Le CIF peut s’intégrer également dans la démarche de gestion de ses ressources humaines par l’entreprise, en permettant notamment de financer la formation « longue» de certains salariés, dans une perspective éventuelle de mobilité professionnelle.
Le droit individuel à la formation
Définition
Le CIF permet à tout salarié de suivre à son initiative, à titre individuel, et indépendamment des actions de formation prévues dans le cadre du Plan de formation, une formation.
Il peut ainsi obtenir une qualification de niveau supérieur, opérer une reconversion, ou suivre des actions de formation relatives à la culture, la vie sociale et l’exercice de responsabilités associatives bénévoles.
Le CIF peut s’effectuer pendant le temps de travail ou hors temps de travail.
L’Accord national interprofessionnel (ANI) du 5 décembre 2003 souhaite développer ce dispositif en favorisant son accès à tous les salariés qui souhaitent élaborer un projet professionnel, en leur permettant notamment d’obtenir des financements.
Cette disposition n’a pas été reprise par la loi du 4 mai 2004. Les branches professionnelles, lors de la négociation des accords relatifs à la formation professionnelle, peuvent prévoir une mise en oeuvre plus large de ce dispositif.
Mise en oeuvre
• Le CIF pour les salariés en Contrat à durée indéterminée (CDI)
Tout salarié, quelle que soit la taille de l’entreprise, peut bénéficier d’un CIF, sous réserve de justifier de 2 années d’activité salariée, dont 1 dans l’entreprise (pour les entreprises artisanales de moins de dix salariés, 36 mois d’activité salariée dont 1 an dans l’entreprise).
Le respect d’un délai de franchise (compris entre 6 mois et 6 ans, en fonction de la durée du précédent CIF) s’impose au salarié, avant de demander un nouveau congé.

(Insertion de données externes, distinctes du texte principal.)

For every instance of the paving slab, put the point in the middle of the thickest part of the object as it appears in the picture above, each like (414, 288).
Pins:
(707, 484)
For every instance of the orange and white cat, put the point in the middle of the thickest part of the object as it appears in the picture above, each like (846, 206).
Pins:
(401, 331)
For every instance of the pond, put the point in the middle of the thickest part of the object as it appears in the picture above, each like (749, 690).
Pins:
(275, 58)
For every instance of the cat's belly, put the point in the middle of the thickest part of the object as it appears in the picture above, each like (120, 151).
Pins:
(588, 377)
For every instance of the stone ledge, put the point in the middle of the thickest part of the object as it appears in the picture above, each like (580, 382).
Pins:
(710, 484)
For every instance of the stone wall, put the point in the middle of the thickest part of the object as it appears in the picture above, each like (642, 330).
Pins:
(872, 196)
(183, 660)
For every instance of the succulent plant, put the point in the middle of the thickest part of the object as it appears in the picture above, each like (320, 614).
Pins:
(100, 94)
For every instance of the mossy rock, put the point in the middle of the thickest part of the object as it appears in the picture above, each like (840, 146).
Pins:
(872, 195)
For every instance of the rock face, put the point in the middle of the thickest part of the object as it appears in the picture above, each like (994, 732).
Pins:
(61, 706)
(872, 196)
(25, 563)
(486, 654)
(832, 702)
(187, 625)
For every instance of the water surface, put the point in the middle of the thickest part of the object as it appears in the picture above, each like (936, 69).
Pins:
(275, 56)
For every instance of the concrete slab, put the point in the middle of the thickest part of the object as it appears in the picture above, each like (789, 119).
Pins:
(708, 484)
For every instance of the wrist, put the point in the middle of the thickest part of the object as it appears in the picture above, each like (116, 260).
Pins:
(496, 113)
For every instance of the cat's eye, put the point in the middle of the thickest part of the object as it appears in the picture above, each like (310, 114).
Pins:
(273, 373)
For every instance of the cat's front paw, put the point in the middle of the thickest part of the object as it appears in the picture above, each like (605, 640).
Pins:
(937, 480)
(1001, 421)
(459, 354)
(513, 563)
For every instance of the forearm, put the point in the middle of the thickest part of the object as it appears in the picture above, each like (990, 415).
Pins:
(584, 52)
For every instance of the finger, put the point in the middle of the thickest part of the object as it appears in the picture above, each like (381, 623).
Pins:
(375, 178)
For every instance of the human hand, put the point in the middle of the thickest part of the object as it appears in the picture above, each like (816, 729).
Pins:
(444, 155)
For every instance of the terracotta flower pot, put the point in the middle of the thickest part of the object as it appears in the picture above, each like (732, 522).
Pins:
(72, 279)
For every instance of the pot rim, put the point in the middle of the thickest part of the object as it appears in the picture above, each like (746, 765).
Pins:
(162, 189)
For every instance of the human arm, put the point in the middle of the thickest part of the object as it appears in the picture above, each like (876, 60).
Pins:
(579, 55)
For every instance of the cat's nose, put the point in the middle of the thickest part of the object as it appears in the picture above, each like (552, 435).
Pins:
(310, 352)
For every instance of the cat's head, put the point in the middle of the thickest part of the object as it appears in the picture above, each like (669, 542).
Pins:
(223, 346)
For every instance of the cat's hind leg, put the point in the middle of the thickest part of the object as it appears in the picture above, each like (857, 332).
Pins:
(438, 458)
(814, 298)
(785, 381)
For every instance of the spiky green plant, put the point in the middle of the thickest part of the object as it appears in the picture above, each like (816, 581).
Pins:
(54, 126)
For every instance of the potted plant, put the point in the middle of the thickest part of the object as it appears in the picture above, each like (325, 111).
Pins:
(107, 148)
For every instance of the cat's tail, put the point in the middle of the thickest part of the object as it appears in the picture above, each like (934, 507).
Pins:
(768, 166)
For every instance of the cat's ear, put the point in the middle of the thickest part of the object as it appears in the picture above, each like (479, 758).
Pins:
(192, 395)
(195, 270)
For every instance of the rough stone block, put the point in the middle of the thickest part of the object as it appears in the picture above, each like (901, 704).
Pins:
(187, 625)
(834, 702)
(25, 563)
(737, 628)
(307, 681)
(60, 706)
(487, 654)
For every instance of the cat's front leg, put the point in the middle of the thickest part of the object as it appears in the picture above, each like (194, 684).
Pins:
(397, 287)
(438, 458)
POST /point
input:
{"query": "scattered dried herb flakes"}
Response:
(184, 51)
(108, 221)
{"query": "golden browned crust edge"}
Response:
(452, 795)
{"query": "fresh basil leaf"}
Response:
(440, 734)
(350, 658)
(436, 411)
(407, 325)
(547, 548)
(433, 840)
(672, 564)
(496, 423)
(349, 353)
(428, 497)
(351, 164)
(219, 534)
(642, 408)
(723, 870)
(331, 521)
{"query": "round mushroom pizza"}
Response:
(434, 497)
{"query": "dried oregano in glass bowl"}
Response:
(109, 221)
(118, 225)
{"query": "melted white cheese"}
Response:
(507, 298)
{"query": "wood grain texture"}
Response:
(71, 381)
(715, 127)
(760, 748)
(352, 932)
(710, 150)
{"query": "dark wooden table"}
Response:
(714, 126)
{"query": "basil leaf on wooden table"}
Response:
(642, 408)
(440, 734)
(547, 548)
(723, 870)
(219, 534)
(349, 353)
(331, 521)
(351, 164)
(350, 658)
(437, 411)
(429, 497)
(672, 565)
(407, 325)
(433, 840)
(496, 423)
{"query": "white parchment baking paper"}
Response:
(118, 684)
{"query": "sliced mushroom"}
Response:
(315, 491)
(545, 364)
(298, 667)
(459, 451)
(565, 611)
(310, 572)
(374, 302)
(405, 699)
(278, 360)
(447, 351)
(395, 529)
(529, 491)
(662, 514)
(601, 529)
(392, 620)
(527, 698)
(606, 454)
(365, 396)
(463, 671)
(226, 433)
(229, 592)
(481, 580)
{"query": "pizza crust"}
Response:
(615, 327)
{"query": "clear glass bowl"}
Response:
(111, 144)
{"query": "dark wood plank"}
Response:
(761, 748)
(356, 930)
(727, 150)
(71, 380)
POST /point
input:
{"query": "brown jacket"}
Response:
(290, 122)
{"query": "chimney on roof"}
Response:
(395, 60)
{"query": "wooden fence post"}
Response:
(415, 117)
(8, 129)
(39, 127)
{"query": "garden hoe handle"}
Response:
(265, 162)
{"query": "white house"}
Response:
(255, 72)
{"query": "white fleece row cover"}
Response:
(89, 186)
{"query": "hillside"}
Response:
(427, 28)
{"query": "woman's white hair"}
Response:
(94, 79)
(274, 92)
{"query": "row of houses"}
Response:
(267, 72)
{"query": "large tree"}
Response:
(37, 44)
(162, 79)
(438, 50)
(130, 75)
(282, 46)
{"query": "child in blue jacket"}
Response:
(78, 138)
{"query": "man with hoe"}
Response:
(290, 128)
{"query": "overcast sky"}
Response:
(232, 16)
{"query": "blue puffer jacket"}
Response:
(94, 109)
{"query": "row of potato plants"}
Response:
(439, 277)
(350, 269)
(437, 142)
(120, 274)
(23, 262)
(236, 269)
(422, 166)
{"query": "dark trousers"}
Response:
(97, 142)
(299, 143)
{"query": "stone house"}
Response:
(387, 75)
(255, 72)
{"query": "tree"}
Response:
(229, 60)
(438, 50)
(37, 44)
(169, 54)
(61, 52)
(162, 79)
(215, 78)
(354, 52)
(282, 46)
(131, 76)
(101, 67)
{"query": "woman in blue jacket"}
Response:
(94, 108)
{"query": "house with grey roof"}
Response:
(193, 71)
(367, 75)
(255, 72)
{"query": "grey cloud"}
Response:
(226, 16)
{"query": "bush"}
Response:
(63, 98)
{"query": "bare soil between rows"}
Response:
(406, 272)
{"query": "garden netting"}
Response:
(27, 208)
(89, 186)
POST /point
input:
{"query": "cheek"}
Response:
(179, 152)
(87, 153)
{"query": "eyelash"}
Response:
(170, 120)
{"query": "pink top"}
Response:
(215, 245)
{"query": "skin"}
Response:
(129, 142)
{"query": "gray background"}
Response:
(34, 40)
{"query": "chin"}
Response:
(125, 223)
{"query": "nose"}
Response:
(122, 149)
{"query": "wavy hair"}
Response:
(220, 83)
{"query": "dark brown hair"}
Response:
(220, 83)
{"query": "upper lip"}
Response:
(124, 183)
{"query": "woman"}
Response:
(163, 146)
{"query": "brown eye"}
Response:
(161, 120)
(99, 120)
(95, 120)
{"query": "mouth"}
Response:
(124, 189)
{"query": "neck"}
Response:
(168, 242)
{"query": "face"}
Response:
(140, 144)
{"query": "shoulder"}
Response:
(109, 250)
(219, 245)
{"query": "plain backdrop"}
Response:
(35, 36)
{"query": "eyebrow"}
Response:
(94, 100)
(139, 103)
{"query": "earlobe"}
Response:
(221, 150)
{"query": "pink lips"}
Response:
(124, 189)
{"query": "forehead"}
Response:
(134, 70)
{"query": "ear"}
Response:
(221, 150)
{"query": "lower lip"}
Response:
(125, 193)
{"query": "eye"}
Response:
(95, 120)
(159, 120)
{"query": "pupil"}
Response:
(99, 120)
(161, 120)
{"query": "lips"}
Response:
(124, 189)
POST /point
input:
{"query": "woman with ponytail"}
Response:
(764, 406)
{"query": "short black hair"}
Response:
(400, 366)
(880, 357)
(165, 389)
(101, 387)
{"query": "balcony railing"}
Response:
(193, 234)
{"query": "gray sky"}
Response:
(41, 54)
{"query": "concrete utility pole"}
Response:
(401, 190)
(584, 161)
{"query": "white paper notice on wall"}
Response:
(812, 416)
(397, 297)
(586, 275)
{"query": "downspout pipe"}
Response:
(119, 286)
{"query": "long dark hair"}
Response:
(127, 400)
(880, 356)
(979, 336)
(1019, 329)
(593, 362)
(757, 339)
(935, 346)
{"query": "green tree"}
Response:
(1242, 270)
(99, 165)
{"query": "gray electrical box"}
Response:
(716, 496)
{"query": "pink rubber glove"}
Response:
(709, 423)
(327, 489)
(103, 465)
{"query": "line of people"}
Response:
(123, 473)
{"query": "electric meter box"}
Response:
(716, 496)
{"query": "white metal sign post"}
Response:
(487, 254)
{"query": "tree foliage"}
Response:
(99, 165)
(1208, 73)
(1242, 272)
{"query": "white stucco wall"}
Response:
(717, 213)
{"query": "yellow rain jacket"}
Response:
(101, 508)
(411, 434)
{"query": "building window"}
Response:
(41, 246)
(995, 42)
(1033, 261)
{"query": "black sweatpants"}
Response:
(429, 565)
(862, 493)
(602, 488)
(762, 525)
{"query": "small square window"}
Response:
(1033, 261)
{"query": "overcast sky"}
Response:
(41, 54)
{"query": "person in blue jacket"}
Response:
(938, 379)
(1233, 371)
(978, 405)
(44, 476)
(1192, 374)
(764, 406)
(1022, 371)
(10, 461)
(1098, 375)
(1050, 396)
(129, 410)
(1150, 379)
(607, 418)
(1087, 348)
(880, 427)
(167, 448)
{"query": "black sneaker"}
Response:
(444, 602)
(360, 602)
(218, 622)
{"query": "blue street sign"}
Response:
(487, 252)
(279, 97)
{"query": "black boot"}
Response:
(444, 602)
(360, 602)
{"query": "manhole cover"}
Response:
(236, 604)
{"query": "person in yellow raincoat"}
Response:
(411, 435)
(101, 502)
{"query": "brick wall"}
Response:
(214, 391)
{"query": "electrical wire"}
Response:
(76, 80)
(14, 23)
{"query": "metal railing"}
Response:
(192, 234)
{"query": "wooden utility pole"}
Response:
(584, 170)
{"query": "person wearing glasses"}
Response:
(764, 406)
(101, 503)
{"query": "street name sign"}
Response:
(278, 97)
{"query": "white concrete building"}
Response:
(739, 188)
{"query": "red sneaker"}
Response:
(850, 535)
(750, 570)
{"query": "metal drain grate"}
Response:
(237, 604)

• Le CIF pour les salariés en Contrat à durée déterminée (CDD)
La formation dans le cadre du CIF doit commencer au plus tard 12 mois après la fin du CDD ayant ouvert les droits.
Les droits au CIF sont acquis dès lors que le salarié peut justifier de 24 mois consécutifs (ou non) comme salarié de droit privé, quel que soit le type de contrat, au cours des 5 dernières années, dont 4 mois consécutifs (ou non) en CDD au cours des 12 derniers mois.
• Durée du CIF
La durée du CIF ne peut excéder un an à temps complet, ou 1 200 heures à temps partiel, sur 3 années.
• Demande d’autorisation d’absence
Parallèlement à ses recherches de formation et de financements, le salarié doit demander une autorisation d’absence à son employeur par écrit, au plus tard 4 mois avant le début de la formation.
Si l’action de formation visée est d’une durée d’au moins 6 mois, la demande s’effectue 120 jours avant le début de la formation. Si celle-ci est de moins de 6 mois, la demande s’effectue 60 jours avant le début du stage.
L’employeur ne peut refuser une autorisation d’absence qu’aux salariés ne remplissant pas les conditions d’éligibilité requises pour bénéficier du dispositif CIF. En revanche, il a la possibilité de reporter la demande, pour effectifs simultanément absents.
Par ailleurs, l’employeur peut reporter l’autorisation d’absence pour raison de service, c’est à dire s’il justifie que l’absence est préjudiciable à la bonne marche de l’entreprise.
• Financement
Le salarié adresse une demande de financement à l’organisme agréé au titre du CIF (FONGECIF ou OPACIF) dont relève son entreprise.
Ces organismes peuvent déterminer des prises en charge différentes selon que l’action de formation est jugée ou non prioritaire.
Le financement peut concerner le coût pédagogique, les frais afférents (transport, restauration et hébergement), ainsi que la rémunération du salarié formé.
Le CIF est financé par une contribution spécifique (0,2%de la masse salariale pour les entreprises de vingt salariés et plus).
En cas de prise en charge partielle par l’organisme financeur, le salarié peut éventuellement demander une imputation complémentaire sur le solde de la contribution Plan de formation de l’entreprise.